U.S. Silver Corporation Bar vs the 100 oz Field

The benchmark bars at this weight come from a short list of names. The Royal Canadian Mint produces the only .9999 fine 100 oz bar in common circulation, serialised and LBMA Good Delivery listed. Asahi Refining continues the lineage of Johnson Matthey, whose discontinued 1980s bars now trade at a slight collector premium, as do Engelhard bars. Sunshine Minting, Republic Metals, and Ohio Precious Metals supply the generic-but-recognised tier, IRA-eligible when ISO 9001 certified. A bar's position in this hierarchy shows up at buyback: accredited names sell back at 1-3% below spot, while less recognised bars face wider discounts and a verification step.

For a buyer comparing this bar to those alternatives, the decision is the classic generic-versus-branded trade. The silver content is identical .999 fine; the question is whether the purchase discount on a lesser-known name exceeds the resale haircut. Buyers who plan to hold long-term and sell to a refiner or specialist dealer give up less to the brand gap than those who may need a quick retail sale.

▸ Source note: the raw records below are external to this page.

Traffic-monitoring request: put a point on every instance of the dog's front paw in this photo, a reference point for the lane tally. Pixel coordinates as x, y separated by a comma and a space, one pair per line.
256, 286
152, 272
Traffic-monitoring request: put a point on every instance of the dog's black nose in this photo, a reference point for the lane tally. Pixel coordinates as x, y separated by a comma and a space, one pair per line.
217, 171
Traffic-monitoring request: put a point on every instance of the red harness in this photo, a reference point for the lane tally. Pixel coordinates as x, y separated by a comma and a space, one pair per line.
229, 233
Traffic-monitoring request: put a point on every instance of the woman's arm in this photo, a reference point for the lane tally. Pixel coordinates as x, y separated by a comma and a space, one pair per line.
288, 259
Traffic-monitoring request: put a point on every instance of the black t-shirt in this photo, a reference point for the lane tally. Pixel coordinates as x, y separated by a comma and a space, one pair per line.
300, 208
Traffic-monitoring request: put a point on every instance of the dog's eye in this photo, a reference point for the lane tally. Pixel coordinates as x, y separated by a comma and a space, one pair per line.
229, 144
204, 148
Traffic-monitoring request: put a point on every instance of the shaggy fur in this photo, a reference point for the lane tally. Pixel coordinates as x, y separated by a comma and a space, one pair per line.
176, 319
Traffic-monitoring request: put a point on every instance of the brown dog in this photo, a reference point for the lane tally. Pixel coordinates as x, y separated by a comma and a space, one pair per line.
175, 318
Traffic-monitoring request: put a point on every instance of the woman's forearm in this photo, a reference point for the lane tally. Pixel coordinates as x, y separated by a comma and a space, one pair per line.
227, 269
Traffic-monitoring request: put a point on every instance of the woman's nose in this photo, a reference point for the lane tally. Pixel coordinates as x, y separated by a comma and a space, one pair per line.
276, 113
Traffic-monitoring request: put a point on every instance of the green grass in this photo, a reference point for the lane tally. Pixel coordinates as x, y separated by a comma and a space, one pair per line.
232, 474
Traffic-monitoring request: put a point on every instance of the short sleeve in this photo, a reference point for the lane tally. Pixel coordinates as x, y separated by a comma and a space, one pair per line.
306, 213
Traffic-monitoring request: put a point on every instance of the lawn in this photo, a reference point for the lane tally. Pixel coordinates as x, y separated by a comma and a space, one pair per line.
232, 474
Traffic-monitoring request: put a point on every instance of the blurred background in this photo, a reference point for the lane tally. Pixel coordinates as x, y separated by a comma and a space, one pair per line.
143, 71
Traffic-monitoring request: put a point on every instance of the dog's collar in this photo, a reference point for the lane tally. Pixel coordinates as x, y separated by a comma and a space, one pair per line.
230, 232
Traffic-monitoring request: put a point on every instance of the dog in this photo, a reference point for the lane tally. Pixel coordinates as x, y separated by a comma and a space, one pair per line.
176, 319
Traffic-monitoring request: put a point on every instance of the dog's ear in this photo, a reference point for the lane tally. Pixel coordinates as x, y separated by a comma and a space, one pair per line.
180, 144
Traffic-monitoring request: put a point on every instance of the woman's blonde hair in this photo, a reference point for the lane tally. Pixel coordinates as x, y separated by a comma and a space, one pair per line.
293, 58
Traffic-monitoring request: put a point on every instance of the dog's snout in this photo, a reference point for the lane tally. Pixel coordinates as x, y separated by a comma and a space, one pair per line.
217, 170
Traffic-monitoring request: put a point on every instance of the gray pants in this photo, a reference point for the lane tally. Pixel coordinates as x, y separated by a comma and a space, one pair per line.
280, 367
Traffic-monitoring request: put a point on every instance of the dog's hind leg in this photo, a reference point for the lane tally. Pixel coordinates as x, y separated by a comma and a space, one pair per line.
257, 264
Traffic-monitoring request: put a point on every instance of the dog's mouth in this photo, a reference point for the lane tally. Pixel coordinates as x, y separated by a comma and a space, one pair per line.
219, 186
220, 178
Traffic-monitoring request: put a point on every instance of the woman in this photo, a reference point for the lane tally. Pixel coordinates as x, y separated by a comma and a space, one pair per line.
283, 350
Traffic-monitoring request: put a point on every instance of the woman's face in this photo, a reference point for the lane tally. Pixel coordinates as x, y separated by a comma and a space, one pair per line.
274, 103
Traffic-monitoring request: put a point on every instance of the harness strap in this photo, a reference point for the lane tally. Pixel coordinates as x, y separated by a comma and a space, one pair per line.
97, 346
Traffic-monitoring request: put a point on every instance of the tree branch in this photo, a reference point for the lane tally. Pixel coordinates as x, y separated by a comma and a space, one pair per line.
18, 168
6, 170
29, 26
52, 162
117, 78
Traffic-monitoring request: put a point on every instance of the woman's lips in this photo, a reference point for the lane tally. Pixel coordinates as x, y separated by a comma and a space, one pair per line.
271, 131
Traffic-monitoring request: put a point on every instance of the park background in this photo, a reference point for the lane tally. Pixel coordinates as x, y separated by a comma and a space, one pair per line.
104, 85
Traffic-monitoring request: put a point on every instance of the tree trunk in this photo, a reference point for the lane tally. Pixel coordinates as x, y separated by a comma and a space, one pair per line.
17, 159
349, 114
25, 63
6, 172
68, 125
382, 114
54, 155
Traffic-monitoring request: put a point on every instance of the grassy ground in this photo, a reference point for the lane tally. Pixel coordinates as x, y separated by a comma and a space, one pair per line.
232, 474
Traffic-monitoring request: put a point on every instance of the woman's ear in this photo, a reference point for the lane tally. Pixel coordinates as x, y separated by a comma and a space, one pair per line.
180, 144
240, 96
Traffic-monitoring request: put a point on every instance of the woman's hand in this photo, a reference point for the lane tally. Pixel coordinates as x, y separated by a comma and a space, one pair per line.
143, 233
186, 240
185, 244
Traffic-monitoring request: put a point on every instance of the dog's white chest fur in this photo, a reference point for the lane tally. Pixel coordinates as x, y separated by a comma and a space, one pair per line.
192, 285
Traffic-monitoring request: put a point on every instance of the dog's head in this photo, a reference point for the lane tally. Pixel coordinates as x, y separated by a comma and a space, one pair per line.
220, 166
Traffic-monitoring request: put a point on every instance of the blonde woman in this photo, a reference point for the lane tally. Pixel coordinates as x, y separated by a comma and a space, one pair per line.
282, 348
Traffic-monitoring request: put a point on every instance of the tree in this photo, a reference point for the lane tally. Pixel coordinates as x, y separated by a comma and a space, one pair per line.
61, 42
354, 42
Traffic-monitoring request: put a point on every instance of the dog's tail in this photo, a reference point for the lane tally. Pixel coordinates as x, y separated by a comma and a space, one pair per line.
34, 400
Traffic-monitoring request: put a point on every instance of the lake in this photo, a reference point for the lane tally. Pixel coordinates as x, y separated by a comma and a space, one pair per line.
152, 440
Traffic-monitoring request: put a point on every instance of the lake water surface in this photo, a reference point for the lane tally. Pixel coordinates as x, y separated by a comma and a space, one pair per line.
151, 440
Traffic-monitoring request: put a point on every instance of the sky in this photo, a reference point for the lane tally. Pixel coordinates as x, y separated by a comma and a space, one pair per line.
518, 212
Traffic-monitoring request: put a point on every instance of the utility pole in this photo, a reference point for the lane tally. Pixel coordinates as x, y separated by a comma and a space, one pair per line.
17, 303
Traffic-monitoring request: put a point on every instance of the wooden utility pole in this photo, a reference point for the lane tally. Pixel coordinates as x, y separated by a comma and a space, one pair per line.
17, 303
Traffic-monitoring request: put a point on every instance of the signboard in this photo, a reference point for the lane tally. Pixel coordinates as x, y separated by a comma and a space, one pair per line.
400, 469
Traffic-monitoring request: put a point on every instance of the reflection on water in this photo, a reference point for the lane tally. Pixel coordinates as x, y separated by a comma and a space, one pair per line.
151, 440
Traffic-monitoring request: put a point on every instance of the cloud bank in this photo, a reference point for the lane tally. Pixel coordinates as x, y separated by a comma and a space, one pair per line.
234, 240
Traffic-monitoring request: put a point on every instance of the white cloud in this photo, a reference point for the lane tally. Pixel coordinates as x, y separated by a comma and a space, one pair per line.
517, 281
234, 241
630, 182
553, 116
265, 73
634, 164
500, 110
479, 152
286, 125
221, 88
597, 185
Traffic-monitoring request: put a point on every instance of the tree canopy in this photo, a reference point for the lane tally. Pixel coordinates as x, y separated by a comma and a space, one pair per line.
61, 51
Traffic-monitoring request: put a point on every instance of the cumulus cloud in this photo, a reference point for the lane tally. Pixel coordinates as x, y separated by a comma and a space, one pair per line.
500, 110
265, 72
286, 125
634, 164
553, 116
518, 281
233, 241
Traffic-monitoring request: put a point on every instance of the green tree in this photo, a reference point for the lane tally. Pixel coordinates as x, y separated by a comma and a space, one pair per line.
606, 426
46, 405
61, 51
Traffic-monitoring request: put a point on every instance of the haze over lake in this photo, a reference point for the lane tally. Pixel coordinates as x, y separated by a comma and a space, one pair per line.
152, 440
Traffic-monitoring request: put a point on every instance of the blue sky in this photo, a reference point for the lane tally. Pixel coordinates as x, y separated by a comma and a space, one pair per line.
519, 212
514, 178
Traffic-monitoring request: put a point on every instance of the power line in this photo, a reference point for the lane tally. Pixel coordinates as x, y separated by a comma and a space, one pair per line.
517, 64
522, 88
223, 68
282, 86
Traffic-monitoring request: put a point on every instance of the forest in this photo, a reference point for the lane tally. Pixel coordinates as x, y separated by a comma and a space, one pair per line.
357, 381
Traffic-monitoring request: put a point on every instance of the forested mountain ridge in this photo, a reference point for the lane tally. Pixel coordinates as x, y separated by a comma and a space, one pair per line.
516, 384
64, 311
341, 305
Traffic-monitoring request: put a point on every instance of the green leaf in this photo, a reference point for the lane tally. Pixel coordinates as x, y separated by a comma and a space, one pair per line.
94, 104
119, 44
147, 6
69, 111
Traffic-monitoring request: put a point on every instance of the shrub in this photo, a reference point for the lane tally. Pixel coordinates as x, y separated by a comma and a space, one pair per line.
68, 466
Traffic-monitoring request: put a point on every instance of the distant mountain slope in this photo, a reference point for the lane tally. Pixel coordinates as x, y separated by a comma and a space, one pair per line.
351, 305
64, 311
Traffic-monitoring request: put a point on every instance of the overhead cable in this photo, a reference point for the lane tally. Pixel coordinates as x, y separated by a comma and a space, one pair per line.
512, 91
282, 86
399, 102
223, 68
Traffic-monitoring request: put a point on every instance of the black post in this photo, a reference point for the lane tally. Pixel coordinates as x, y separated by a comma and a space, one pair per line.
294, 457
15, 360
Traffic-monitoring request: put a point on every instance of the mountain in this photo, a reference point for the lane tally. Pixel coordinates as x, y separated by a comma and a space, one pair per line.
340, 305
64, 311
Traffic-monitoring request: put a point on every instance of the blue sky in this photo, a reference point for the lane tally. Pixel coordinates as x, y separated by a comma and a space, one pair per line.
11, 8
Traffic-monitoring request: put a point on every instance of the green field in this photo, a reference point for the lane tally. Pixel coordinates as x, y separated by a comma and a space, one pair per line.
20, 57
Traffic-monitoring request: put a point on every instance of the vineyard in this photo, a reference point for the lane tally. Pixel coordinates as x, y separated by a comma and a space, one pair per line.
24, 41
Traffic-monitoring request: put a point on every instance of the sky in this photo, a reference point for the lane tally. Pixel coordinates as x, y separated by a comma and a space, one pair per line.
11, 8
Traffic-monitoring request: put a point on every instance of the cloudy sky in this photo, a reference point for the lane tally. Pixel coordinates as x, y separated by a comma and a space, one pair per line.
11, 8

On format, the main alternatives are ten 10 oz silver bars, which cost roughly 1-2 percentage points more in premium but can be sold piecemeal, and the kilo bar, the metric world's standard that suits European buyers better. The 100 oz bar's case is strongest for North American accumulators targeting 500+ oz positions, where its 2-4% premiums do the most compounding work.

100 oz U.S. Silver Corporation Silver Bar: frequently asked questions

A 100 troy ounce silver bar weighs 100 oz (approximately 3.11 kg or 3,110 g). Troy ounces are slightly heavier than avoirdupois ounces (used for everyday goods), so a 100 troy oz bar is heavier than 100 standard ounces would be.
Retail banks in the US, UK, Canada, and Australia generally do not sell physical silver bars. Buyers need specialist bullion dealers, either online or in person. Large bars like the 100 oz size are widely available through major bullion dealers and are often listed on dealer buy-back programmes, making them straightforward to sell as well as buy.